Luis Supe lleva la reja que abre el surco en la tierra para la siembra. María Vivanco es quien guía esta actividad. Foto: Glenda Giacometti/ EL COMERCIO
Surco raya, bueyes cara.., sigan raya!”, dice con voz fuerte Aníbal Chávez, mientras dirige a la yunta para abrir los surcos en su terreno.
Este vecino de la comunidad Churohuayco, de la parroquia Cotaló, en Tungurahua, utiliza esta técnica para sembrar trigo, papas, maíz y fréjol en su chacra.
Chávez dice que es una práctica agroecológica con la que el suelo agrícola se mantiene intacto para la siembra, y no se mezcla con la arena, que está pasados los 35 centímetros de profundidad. “Si se pasa, se afecta y la producción ya no será la esperada”.
Cuenta que no alquila un tractor para el arado porque perdería su contacto íntimo con la Pacha Mama (Madre Tierra, en español). “Arar es todo un ritual, que aprendí de mi abuelo Sergio y de mi padre Carlos. Ellos, por más de 80 años, utilizaron la fuerza animal para abrir los surcos de siembra. Esto se complementa con el uso de abono orgánico”.
Es sábado. Chávez y su colaboradora, María Chicaiza, llegan temprano a la chacra localizada a 8 kilómetros en línea recta desde el volcán Tungurahua.
Arrean dos toros grandes y negros. Con agilidad, los unen con un madero llamado yugo, que es ajustado a los cachos de los semovientes.

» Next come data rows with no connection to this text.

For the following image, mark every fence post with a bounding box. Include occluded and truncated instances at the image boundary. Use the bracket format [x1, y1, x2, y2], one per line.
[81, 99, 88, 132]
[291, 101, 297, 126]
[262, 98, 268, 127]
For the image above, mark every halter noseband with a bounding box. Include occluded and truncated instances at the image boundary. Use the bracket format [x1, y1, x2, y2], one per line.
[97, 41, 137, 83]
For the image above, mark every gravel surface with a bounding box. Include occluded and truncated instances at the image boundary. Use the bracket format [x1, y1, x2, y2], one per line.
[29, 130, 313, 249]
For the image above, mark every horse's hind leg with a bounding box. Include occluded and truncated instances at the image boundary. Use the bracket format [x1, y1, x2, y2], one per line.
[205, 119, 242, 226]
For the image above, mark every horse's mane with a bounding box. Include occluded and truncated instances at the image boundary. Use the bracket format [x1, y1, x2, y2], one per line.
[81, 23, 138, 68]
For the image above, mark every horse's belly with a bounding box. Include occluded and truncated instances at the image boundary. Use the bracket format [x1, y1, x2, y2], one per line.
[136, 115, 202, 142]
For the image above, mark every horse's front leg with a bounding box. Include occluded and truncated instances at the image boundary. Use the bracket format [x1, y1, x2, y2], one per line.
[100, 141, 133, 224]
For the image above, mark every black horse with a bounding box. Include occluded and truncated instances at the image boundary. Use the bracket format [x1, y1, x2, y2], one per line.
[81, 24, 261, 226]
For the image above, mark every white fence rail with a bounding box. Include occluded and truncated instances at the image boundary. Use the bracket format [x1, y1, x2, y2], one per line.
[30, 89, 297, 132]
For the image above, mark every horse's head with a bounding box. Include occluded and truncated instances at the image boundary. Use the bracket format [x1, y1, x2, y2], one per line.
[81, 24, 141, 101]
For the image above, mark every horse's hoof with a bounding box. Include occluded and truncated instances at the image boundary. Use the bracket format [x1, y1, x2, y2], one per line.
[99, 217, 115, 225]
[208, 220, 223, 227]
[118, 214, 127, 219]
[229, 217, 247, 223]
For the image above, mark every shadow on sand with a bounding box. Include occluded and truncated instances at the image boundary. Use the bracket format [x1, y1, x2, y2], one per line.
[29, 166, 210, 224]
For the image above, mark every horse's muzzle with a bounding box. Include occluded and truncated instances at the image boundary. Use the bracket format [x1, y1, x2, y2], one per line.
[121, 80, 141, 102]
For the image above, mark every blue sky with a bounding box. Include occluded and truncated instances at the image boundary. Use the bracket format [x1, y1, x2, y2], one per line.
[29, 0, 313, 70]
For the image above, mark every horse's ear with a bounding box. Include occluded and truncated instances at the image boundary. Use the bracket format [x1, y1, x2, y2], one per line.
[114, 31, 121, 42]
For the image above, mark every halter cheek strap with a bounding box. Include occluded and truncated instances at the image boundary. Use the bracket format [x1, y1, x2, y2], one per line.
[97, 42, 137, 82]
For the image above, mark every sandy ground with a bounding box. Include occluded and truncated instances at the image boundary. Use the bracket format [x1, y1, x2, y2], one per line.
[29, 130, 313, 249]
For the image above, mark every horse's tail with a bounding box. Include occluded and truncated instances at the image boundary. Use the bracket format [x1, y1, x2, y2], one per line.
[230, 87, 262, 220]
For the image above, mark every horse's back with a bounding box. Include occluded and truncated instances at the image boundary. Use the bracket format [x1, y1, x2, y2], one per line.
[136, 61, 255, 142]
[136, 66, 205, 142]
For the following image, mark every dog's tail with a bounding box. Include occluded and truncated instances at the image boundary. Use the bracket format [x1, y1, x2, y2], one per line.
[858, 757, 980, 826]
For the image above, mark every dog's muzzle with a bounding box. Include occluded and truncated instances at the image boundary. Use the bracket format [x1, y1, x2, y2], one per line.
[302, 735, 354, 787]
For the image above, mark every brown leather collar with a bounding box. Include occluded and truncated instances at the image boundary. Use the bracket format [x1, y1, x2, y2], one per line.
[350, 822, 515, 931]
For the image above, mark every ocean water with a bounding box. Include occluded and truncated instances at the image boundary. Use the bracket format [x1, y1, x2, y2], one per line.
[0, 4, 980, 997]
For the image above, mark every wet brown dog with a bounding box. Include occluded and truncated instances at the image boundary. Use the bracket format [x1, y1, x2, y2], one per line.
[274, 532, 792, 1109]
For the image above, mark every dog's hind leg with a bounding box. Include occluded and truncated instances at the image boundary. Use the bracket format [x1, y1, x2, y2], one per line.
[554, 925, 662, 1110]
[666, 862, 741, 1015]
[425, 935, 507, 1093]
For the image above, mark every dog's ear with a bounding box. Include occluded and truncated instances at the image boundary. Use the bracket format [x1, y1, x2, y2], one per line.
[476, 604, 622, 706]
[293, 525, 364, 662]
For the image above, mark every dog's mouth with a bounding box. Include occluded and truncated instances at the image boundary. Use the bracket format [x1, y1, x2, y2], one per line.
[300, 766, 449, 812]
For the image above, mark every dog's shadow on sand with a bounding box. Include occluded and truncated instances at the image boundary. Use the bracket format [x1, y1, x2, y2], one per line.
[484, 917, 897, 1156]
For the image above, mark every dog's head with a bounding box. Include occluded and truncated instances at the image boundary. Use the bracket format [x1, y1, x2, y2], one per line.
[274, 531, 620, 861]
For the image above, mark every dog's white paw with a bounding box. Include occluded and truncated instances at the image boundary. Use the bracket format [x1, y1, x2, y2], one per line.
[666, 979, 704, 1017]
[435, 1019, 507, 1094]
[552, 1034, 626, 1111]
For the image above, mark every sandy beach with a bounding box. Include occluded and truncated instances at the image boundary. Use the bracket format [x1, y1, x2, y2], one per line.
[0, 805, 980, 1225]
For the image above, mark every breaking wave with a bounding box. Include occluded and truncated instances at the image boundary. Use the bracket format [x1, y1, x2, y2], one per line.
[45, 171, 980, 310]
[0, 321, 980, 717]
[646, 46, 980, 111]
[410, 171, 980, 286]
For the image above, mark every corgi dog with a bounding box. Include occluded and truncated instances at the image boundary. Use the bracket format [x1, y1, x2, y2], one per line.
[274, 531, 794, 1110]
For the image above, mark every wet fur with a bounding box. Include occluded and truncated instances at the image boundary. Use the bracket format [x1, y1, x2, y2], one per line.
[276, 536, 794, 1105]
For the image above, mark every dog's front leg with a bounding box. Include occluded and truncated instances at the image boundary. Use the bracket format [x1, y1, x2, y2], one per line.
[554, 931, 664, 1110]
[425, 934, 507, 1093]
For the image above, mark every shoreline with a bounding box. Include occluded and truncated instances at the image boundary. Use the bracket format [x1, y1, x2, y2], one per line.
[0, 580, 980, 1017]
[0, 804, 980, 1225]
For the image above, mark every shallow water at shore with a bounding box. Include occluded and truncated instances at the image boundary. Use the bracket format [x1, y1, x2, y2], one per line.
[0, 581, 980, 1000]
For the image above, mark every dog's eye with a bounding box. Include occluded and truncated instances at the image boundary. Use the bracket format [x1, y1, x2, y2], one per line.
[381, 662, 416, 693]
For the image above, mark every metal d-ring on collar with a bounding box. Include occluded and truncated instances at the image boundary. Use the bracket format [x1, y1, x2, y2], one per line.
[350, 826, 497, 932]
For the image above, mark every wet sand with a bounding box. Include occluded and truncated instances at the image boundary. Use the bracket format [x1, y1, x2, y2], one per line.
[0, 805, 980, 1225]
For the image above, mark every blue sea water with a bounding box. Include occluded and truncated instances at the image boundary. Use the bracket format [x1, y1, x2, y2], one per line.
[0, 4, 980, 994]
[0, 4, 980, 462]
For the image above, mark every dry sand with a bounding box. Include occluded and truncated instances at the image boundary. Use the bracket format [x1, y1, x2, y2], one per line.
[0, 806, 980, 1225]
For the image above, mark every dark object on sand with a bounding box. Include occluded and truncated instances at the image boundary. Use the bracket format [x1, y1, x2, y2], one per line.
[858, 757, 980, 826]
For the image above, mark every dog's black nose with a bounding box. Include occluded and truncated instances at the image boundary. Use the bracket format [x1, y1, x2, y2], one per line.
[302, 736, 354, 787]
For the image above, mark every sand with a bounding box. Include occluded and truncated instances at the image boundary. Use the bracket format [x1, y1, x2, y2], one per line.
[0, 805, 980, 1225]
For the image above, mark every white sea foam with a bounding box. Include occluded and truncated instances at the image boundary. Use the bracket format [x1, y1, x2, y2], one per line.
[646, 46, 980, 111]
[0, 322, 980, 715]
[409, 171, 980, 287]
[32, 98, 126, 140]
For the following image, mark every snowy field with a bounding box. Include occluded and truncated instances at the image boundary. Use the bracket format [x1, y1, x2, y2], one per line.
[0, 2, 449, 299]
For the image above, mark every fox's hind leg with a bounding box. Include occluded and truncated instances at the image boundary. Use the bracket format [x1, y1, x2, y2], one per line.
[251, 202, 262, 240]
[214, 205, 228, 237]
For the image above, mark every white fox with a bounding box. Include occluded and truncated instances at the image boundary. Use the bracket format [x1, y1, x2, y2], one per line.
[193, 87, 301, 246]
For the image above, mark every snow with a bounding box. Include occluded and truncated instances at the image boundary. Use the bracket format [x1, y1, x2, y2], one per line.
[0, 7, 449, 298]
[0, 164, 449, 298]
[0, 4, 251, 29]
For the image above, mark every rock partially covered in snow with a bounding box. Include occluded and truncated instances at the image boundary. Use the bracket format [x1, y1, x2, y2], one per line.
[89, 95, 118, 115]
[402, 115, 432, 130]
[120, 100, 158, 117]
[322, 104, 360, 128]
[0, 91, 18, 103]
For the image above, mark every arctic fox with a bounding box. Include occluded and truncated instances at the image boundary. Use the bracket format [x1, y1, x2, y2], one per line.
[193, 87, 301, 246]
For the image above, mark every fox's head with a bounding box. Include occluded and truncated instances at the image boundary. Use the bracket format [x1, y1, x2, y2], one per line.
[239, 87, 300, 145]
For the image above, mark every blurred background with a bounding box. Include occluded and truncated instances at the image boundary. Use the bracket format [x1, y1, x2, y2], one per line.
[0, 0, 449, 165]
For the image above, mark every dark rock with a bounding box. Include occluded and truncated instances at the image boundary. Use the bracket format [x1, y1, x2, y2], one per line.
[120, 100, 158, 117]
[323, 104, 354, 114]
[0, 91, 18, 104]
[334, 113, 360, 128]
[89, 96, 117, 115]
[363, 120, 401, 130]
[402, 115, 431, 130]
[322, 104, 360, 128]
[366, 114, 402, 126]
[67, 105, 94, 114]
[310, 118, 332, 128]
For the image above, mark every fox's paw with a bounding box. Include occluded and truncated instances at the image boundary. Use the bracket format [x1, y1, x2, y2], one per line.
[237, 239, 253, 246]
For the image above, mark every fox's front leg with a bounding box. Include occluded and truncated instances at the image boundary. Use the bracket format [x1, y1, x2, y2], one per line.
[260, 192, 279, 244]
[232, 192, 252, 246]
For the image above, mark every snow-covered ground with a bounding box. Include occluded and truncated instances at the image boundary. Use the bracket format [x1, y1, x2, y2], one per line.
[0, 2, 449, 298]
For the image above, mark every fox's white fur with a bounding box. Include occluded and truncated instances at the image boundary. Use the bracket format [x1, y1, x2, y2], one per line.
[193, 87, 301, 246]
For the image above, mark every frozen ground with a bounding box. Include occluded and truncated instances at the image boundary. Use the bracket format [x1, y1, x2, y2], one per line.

El hombre, de 65 años, dice que las reses están adiestradas para este propósito. Una vez que quedan preparados, Chávez lleva en la mano izquierda una vara de madera con una punta metálica, con la que puya a las reses para que caminen e inicia el trabajo.
Poco a poco se forman los surcos que se abren con una cuchilla de madera que está atada al yugo. La técnica de la yunta aún se emplea en la siembra en las comunidades indígenas y campesinas de Tungurahua y de Cotopaxi. Esta habilidad ancestral prehispánica se aplica como un ritual que busca proteger el espacio agrícola.
Rafael Chiliquinga, estudioso de la cultura indígena de Tungurahua, explica que esta sabiduría ya usaban las culturas prehispánicas.
De esta forma, los taitas y mamas se interrelacionaban con la Madre Tierra. El objetivo de ellos no era explotar o hacer daño, sino como una expresión de igualdad y de respeto a este ser vivo.
Según su investigación y de acuerdo con la oralidad, se determinó que antiguamente se usaban llamas para efectuar ese trabajo. Esa era una estrategia para proteger la tierra y sus suaves pezuñas también ayudaban a que no haya erosión.
Pero con la llegada de los españoles se introdujeron nuevas especies de animales, como la vaca, el toro y el buey, que reemplazaron a las llamas.
Luego, las nuevas tecnologías hicieron que poco a poco empezara a desaparecer esta técnica, que consiste en la preparación del terreno para la siembra.
Con el arado se abre el surco y el timón es controlado por quien arrea a las cabezas de ganado. Otro personaje es el guía, quien ejecuta la acción y una cuarta persona coloca la semilla en el guacho y luego la entierra.
Hasta la actualidad, se relaciona a la época de siembra con el anuncio de los pájaros antes de las lluvias. Antes también se tomaba en cuenta al calendario lunar que guiaba el proceso de siembra y cosecha. Es por eso que se festejan el Pawkar Raymi, que es el florecimiento, y el Inti Raymi.
Las personas adultas de las comunidades se encargan de adiestrar al ganado vacuno para someterlo al yugo; no sin antes limpiarles con hierbas y soplarles aguardiente, como un ritual para que el trabajo sea fructífero.
En comunidades de Cotopaxi se adaptó al borrico este instrumento de trabajo. Con las nuevas tecnologías, la mayoría de agricultores indígenas dejaron de usar en un 90% esta máquina manual, y dejaron de lado este principio de la agroecología.
“En el campo, esta enseñanza ancestral no se ha recuperado debido a que los jóvenes están dedicados al estudio y dejaron de lado la vida ancestral, que en parte mantienen los taitas y mamas”, dice Jorge Chicaiza, de la comunidad Laguna San Francisco de la parroquia Cusubamba, en Cotopaxi.
El viernes pasado, Chicaiza trabaja en la siembra de la papa cacho, una variedad ancestral, con el apoyo de Lucía Vivanco y José Supe.
El agricultor cuenta que sus conocimientos los aprendió de sus padres y abuelos. “Es algo importante para nosotros, porque tenemos un contacto directo con la tierra”.